April 6, 2018 at 1:53 p.m.
DISABILITIES
Family copes with muscular dystrophy
But in some ways, Derek stands out from his peers at Bell Top Elementary School in Troy. He can no longer run around a baseball field - or go anywhere without the assistance of an adult.
Derek has Duchenne muscular dystrophy, a degenerative muscle disease affecting boys almost exclusively that involves rapidly worsening muscle weakness and disability. Most patients succumb by their mid-20s.
Derek uses a motorized wheelchair with special devices to help him stand and sit. Since his arms are weakening, he'll soon get another device to help him lift them. He uses a stair lift to get to his second-floor bedroom; an aide and a service dog named "Matrix" help him navigate his classroom.
His friends have adapted, even helping him find ways to participate in sports. "It's amazing how kids have adjusted to accept Derek for Derek," said his mother, Sue Ellen, a neurology caseworker.
"It may take him longer to do [something], but he's going to do it," added his father, John, a Menands police officer.
The Murphys, parishioners of St. Michael the Archangel parish in Troy, have two other sons, 15-year-old John and 13-year-old Sean. The family has journeyed through Derek's diagnosis and degeneration with faith, accepting a grim prognosis and vowing to find a cure for and raise awareness of muscular dystrophy.
Mr. and Mrs. Murphy said they sometimes get angry with and blame God, but they believe everything happens for a reason.

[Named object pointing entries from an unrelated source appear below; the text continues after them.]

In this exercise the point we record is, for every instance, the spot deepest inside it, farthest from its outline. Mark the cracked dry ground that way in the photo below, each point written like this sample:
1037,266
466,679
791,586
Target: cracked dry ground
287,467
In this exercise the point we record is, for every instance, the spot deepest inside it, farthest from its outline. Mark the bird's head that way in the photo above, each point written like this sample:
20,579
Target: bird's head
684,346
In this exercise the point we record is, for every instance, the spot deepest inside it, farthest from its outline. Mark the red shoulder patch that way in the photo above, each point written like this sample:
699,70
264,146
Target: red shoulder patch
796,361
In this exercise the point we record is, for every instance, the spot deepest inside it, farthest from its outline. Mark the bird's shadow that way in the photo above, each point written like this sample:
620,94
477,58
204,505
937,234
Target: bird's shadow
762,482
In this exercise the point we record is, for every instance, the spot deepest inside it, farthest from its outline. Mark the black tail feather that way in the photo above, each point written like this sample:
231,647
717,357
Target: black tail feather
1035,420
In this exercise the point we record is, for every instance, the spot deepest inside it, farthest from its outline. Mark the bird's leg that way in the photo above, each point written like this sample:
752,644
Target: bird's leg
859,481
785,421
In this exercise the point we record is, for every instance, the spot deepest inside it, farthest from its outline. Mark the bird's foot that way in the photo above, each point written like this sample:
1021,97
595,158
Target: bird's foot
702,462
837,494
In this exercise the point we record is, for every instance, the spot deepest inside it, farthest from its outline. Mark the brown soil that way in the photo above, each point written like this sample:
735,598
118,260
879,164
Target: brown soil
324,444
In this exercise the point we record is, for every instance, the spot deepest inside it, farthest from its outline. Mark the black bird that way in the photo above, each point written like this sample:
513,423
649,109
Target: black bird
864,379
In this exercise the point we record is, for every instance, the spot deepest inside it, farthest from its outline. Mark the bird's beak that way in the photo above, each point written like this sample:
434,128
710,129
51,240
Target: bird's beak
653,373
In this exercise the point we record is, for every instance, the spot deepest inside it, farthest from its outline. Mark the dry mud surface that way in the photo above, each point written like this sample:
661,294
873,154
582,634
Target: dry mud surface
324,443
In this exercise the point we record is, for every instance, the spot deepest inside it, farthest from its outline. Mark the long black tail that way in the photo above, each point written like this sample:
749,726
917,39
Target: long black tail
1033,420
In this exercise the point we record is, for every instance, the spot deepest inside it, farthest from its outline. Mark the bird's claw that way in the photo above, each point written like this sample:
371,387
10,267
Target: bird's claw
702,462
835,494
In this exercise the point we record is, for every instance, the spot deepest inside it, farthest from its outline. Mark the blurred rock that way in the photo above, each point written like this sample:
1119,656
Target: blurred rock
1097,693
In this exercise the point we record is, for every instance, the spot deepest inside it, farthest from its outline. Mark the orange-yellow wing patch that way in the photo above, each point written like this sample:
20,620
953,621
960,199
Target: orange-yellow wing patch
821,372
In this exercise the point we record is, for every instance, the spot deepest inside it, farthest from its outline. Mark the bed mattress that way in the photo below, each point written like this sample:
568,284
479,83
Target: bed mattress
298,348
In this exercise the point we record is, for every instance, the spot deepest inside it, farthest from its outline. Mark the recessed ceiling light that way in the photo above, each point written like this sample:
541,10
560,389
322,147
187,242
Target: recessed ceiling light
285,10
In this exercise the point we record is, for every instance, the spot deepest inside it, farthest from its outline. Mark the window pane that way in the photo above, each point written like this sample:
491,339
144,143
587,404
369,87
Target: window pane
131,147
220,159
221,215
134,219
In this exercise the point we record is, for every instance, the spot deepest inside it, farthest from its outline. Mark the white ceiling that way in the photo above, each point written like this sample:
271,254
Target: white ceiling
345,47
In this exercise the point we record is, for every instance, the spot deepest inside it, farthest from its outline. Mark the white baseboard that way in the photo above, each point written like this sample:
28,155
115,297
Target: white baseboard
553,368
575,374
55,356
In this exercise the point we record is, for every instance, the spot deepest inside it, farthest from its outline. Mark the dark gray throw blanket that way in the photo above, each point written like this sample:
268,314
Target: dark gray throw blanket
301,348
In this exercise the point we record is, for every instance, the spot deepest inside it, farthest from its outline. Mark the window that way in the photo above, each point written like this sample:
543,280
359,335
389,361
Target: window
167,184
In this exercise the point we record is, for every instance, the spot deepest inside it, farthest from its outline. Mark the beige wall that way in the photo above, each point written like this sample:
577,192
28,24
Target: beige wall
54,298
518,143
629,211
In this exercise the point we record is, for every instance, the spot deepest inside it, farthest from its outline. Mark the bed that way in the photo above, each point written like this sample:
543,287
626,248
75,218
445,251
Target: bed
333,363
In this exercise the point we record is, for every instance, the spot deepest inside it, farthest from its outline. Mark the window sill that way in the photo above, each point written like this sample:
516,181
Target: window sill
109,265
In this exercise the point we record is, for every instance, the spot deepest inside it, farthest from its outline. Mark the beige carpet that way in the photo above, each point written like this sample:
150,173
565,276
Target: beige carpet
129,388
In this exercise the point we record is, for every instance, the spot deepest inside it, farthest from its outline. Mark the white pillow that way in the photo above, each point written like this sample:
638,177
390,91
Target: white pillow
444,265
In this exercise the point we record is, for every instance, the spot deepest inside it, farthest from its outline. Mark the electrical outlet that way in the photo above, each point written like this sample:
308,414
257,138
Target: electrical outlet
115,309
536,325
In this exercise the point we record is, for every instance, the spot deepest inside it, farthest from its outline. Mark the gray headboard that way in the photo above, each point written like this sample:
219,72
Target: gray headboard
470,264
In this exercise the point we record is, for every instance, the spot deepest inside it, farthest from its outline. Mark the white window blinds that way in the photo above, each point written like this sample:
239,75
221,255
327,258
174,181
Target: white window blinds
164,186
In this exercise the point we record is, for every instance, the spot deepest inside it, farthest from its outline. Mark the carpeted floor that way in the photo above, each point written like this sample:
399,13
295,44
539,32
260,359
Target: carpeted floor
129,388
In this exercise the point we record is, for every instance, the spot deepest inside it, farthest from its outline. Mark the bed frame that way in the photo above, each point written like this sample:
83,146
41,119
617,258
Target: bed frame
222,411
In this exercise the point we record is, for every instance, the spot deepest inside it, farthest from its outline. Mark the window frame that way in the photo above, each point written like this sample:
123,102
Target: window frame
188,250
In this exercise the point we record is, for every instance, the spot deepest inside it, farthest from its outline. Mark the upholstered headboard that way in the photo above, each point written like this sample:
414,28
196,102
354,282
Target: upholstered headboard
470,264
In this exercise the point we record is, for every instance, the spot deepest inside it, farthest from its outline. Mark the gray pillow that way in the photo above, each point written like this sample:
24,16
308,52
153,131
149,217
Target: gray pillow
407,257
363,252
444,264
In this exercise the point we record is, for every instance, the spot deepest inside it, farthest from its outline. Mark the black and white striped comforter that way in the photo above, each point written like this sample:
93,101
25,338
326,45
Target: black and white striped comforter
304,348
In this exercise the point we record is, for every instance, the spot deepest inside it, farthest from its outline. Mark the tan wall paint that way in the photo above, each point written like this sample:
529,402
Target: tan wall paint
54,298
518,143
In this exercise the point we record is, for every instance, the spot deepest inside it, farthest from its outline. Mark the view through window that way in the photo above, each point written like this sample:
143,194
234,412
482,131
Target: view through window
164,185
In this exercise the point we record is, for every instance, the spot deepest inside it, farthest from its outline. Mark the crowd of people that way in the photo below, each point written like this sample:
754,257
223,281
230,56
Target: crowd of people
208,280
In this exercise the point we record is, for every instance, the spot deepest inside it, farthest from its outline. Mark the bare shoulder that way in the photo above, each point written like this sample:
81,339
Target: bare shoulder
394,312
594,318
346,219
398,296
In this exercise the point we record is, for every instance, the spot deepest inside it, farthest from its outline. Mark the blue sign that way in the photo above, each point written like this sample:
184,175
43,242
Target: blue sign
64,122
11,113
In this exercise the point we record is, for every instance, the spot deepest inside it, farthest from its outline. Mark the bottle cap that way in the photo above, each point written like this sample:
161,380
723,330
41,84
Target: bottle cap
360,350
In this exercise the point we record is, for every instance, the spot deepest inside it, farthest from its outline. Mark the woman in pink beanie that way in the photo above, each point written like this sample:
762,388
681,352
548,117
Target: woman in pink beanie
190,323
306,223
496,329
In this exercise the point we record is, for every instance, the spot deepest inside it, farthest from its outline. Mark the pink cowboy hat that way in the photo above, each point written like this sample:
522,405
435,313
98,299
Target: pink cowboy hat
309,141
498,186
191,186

"[God] picked Derek," Mr. Murphy said - and Derek "has accepted God's challenge to try to teach people what life is about. There's always someone else worse off."
Progression
Derek was diagnosed at two and a half years old. He had already displayed some unusual traits: crawling "commando style" and gait that was "off" despite physical and occupational therapy. A suspicious doctor confirmed Derek's diagnosis.
Until Derek was eight, he played on baseball teams, though he couldn't run fast and needed help getting up if he fell. Once, he stole a base: "I just thought that was incredible," Mr. Murphy said. "He just never gives up."
Derek's physical limitations don't stop his swift mind. His parents are often challenged by his questions: "Mom, how could [God] make everything?" "[Heaven] just goes on forever, Dad?"
At age seven, Derek was the 2008 New York State Muscular Dystrophy Association Goodwill Ambassador. The Murphys still help with fundraisers for medical research or for The Bus Stop Club, a Capital Region organization for siblings of children with chronic illnesses, and they travel to give talks about muscular dystrophy.
The Murphys frequently have to battle insurance companies to cover Derek's mobile devices and medical needs. His wheelchair would have cost $45,000 without help; amenities like his specialized bed are not covered. Friends and family sometimes host fundraisers to help.
Puppy love
Although Derek welcomed an adaptive sled and the chance to have a dog - "they're fluffy," he remarked - he has struggled to accept each new aid to his mobility. Matrix the dog now accompanies Derek to school and Mass. A representative from the organization that trained Matrix recently spoke to Derek's faith formation class at St. Michael's.
Matrix "can push the elevator button," Derek explained, and "he can pick up stuff" like pencils at school or the television remote at home. The dog sleeps in Derek's room and alerts his parents if he needs repositioning in bed or a trip to the bathroom.
Mr. and Mrs. Murphy told The Evangelist that Derek's condition doesn't excuse him from doing good deeds: He's on rotation to deliver nightly dinners to their 92-year-old neighbor. Large slumber parties like the 10-friend gathering are special treats.
But it's OK to treat him like a special kid sometimes - because his parents know he is one.
"He's taught us what life is about," Mr. Murphy said: "family and friends and living each day like it's your last day."[[In-content Ad]]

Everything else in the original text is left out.